ARE THERE SOLUTIONS FOR THE OVERCROWDING?
The obvious solution that may come to mind is to continue to build more hospitals. The reality is that it is not the most resource efficient solution.
Studies have found that solutions such as activating a full capacity/surge plan for overcrowding, educating the public about hospital utilization, triaging patients to appropriate centres and providing care to only emergencies, expanding the hospital and ER capacity, improving primary health care which will decrease the disease burden and implementing early discharge plan for patients, can help to minimize overcrowding in the ER.
These are solutions that need multidisciplinary support before they can be implemented and may need modification to suit the individual needs of the respective institution.
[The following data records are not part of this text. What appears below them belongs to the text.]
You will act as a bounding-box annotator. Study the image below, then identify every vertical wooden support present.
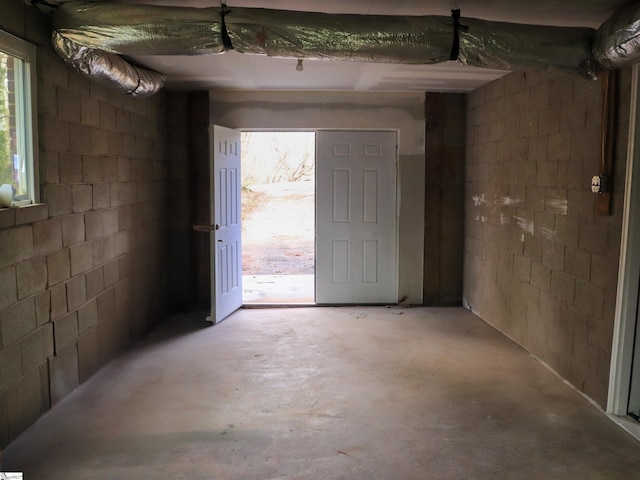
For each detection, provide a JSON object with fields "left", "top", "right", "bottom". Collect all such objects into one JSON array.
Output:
[{"left": 596, "top": 70, "right": 618, "bottom": 215}]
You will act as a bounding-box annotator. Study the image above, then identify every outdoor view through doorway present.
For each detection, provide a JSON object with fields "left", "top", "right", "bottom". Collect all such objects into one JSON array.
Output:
[{"left": 241, "top": 132, "right": 315, "bottom": 304}]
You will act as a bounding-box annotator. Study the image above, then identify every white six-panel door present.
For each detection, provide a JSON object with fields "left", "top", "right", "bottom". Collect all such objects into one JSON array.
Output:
[
  {"left": 210, "top": 125, "right": 242, "bottom": 323},
  {"left": 316, "top": 131, "right": 397, "bottom": 304}
]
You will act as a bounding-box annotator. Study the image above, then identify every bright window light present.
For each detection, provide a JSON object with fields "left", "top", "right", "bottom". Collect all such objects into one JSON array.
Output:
[{"left": 0, "top": 31, "right": 38, "bottom": 208}]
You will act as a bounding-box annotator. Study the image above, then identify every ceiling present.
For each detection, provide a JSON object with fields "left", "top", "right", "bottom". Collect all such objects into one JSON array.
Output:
[{"left": 130, "top": 0, "right": 636, "bottom": 92}]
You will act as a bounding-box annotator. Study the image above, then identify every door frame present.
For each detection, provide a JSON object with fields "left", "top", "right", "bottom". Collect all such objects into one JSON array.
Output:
[
  {"left": 607, "top": 64, "right": 640, "bottom": 432},
  {"left": 235, "top": 126, "right": 400, "bottom": 306}
]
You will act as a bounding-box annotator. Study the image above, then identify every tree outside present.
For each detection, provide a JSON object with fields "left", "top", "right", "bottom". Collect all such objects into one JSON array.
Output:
[{"left": 241, "top": 132, "right": 315, "bottom": 275}]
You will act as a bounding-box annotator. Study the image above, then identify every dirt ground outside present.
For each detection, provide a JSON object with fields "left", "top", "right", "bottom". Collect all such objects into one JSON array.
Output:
[{"left": 242, "top": 180, "right": 315, "bottom": 275}]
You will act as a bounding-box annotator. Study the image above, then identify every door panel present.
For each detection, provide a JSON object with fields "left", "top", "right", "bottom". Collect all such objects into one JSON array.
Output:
[
  {"left": 316, "top": 131, "right": 397, "bottom": 304},
  {"left": 210, "top": 125, "right": 242, "bottom": 323}
]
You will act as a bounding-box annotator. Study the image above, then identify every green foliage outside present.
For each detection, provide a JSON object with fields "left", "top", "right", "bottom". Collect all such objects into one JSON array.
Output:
[{"left": 0, "top": 52, "right": 13, "bottom": 188}]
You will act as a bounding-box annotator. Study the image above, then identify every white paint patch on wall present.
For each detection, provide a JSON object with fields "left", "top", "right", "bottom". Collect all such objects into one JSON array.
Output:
[
  {"left": 496, "top": 197, "right": 522, "bottom": 207},
  {"left": 471, "top": 193, "right": 489, "bottom": 207},
  {"left": 539, "top": 227, "right": 556, "bottom": 241},
  {"left": 545, "top": 198, "right": 569, "bottom": 215},
  {"left": 514, "top": 216, "right": 535, "bottom": 235}
]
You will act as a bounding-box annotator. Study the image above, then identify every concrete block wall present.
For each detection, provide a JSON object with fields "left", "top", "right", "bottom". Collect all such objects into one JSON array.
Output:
[
  {"left": 0, "top": 0, "right": 168, "bottom": 448},
  {"left": 464, "top": 70, "right": 631, "bottom": 406}
]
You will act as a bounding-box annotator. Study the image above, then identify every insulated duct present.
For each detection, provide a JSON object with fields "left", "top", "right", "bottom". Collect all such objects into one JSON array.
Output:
[
  {"left": 52, "top": 32, "right": 164, "bottom": 97},
  {"left": 48, "top": 1, "right": 640, "bottom": 95},
  {"left": 593, "top": 1, "right": 640, "bottom": 70},
  {"left": 54, "top": 2, "right": 595, "bottom": 77}
]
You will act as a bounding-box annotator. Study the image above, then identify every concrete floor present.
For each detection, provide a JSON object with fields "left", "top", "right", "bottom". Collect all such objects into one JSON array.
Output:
[{"left": 2, "top": 307, "right": 640, "bottom": 480}]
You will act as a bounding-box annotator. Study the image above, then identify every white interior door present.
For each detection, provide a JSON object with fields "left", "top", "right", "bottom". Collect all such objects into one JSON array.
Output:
[
  {"left": 209, "top": 125, "right": 242, "bottom": 323},
  {"left": 316, "top": 131, "right": 398, "bottom": 304}
]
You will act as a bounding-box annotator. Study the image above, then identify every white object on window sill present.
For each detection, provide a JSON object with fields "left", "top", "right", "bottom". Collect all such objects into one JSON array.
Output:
[{"left": 0, "top": 183, "right": 15, "bottom": 207}]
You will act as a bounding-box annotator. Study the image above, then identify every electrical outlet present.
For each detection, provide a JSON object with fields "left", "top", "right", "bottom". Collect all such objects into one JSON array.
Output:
[{"left": 591, "top": 175, "right": 609, "bottom": 193}]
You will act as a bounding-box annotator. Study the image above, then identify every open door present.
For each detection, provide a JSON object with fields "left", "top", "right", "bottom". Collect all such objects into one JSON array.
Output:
[
  {"left": 316, "top": 131, "right": 398, "bottom": 304},
  {"left": 208, "top": 125, "right": 242, "bottom": 324}
]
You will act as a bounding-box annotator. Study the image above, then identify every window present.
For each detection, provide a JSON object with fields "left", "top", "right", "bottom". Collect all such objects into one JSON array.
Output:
[{"left": 0, "top": 30, "right": 38, "bottom": 208}]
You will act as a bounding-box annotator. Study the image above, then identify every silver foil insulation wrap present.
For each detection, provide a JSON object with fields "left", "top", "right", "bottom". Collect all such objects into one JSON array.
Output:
[
  {"left": 52, "top": 32, "right": 164, "bottom": 97},
  {"left": 54, "top": 1, "right": 640, "bottom": 94}
]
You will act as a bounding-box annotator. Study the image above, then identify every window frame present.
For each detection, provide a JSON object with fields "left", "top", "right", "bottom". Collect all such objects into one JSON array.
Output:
[{"left": 0, "top": 29, "right": 40, "bottom": 207}]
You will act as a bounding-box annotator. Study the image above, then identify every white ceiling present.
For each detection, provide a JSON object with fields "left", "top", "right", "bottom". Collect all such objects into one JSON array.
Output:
[{"left": 131, "top": 0, "right": 636, "bottom": 92}]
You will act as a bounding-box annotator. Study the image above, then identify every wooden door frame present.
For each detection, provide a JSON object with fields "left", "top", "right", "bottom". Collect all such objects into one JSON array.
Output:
[{"left": 607, "top": 65, "right": 640, "bottom": 439}]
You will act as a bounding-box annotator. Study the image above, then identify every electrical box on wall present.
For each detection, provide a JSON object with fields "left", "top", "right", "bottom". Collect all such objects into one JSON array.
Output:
[{"left": 591, "top": 175, "right": 609, "bottom": 193}]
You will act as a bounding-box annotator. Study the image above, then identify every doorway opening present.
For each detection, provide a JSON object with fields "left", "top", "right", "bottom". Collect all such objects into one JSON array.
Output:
[{"left": 241, "top": 131, "right": 316, "bottom": 305}]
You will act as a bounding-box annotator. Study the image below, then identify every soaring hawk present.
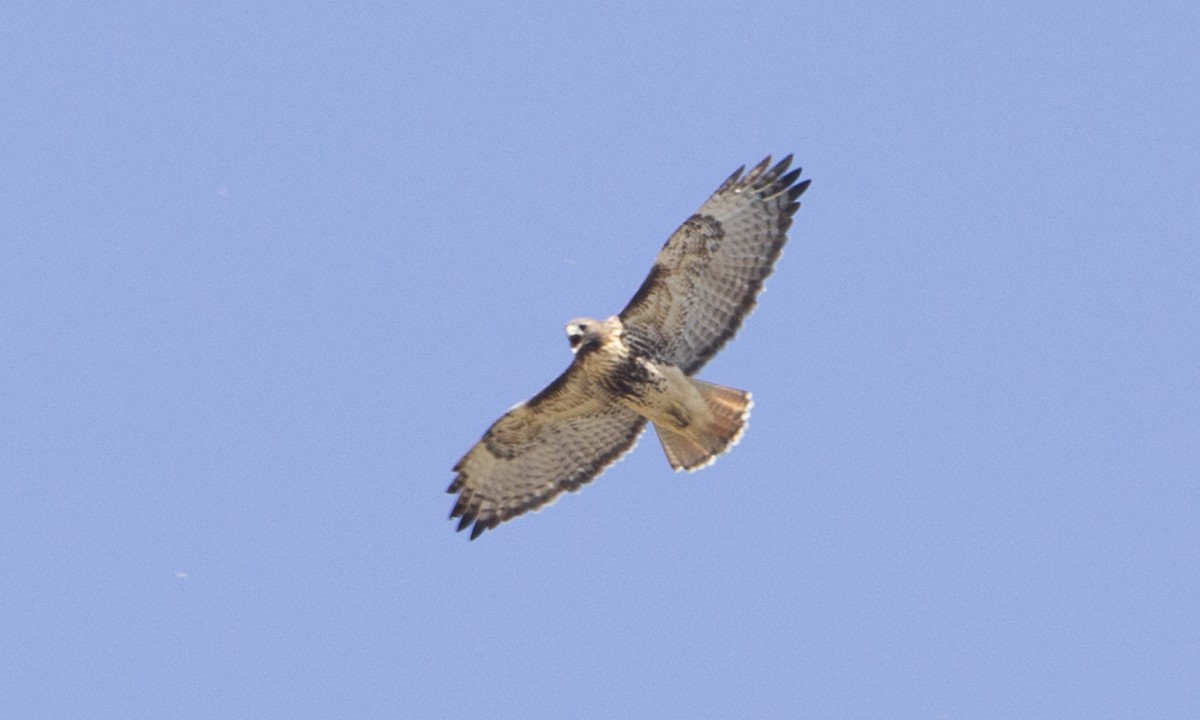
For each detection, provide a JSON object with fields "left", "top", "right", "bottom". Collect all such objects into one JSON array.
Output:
[{"left": 446, "top": 155, "right": 809, "bottom": 540}]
THANK YOU TO THE GPHC ACCIDENT & EMERGENCY STAFF
Similar to what is occurring worldwide, The Accident & Emergency Department of the Georgetown Public Hospital Corporation (GPHC A&E) is faced with the daily challenge of overcrowding. The staffers of this emergency room work tirelessly and often go beyond their means to ensure that medical care is delivered to each patient that is in the ER. They are not perfect, but then again none of us are. What makes me proud of them is their ability to save all the lives they have saved and their will to keep trying to improve on their imperfections. I thank each and every team member of the GPHC A&E and wish to remind them “what you do matters, and what matters is what you should always do.
(Dr Zulfikar Bux is an Assistant Professor of Emergency Medicine at the Vanderbilt University and Medical Center and holds the position of Head of the Georgetown Public Hospital’s Accident and Emergency Department.)